I pressed my palms together, allowing the comforting tingle to trickle down my arms and shimmer across my palms.
“You won’t be needing that,” he informed me, his eyes flashing to my hands.
“I don’t know that.”
He continued to gaze at me, the frown still creasing his forehead as he slipped the long robe from his still powerfully built shoulders and handed it to me.
“You are Alexandra, Defender of Men,” he announced.
“My name is Alexandra,” I replied, his knowledge of my name making my hair stand on end. I took the robe gratefully and draped it over my shivering shoulders.
He shook his head.
“You are Alexandra, Defender of Men!”
“OK whatever, what’s your name?”
“I am Pelagius, King of the mountain pod.”

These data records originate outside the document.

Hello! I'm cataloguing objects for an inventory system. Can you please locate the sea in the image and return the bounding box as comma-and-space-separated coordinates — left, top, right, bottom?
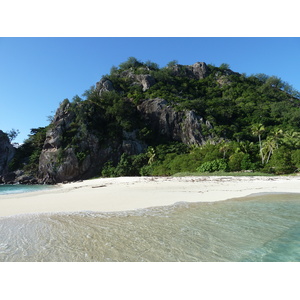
0, 186, 300, 262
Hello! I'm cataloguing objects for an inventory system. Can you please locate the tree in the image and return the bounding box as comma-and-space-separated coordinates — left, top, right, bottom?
251, 123, 266, 164
261, 137, 278, 164
219, 63, 230, 70
167, 60, 178, 68
6, 128, 20, 142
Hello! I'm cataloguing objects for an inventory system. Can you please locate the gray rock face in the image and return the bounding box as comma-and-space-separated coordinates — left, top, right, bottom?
0, 130, 15, 175
171, 62, 209, 79
96, 78, 114, 96
138, 98, 206, 145
135, 75, 155, 92
39, 104, 146, 184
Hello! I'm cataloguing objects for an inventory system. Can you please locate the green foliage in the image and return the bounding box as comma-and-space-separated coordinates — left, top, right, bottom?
10, 57, 300, 176
197, 158, 228, 172
291, 149, 300, 171
264, 146, 296, 175
219, 63, 230, 70
6, 128, 20, 142
9, 127, 47, 176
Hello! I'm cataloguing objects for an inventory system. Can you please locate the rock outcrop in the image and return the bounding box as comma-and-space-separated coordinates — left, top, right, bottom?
39, 104, 146, 184
0, 130, 15, 176
138, 98, 207, 145
170, 62, 209, 79
96, 78, 114, 96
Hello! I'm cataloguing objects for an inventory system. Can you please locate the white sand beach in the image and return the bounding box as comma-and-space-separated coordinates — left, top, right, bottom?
0, 176, 300, 217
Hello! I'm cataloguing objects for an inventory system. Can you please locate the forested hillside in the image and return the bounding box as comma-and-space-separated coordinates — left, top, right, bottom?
0, 57, 300, 183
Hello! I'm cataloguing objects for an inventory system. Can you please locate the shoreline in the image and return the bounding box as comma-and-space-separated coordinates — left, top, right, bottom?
0, 176, 300, 217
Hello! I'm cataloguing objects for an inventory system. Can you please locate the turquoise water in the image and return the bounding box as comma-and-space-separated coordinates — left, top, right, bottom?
0, 194, 300, 262
0, 184, 50, 195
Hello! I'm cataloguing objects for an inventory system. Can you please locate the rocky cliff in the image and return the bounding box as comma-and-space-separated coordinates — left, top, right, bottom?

“You can’t possibly be Pelagius.”
Merrick had once shown me the beautiful monument Pelagius had created for his Queen Sabine when she died. An entwined carving of two lovers suspended between two massive boulders and draped in a tumble of lacy vines that tangled around them in a leafy embrace.
I’d asked Merrick how Pelagius had died and he’d brushed the question aside stating that no one knew, and that perhaps Pelagius still lived. I’d laughed at him because Pelagius would have been well over a hundred years old if he still lived.
I pulled away from the memory as Merrick’s smile filled my mind.. Every time I thought about Merrick, worry would fill my stomach with knots of dread.
Pelagius had been watching me for a while having not graced my question with an answer.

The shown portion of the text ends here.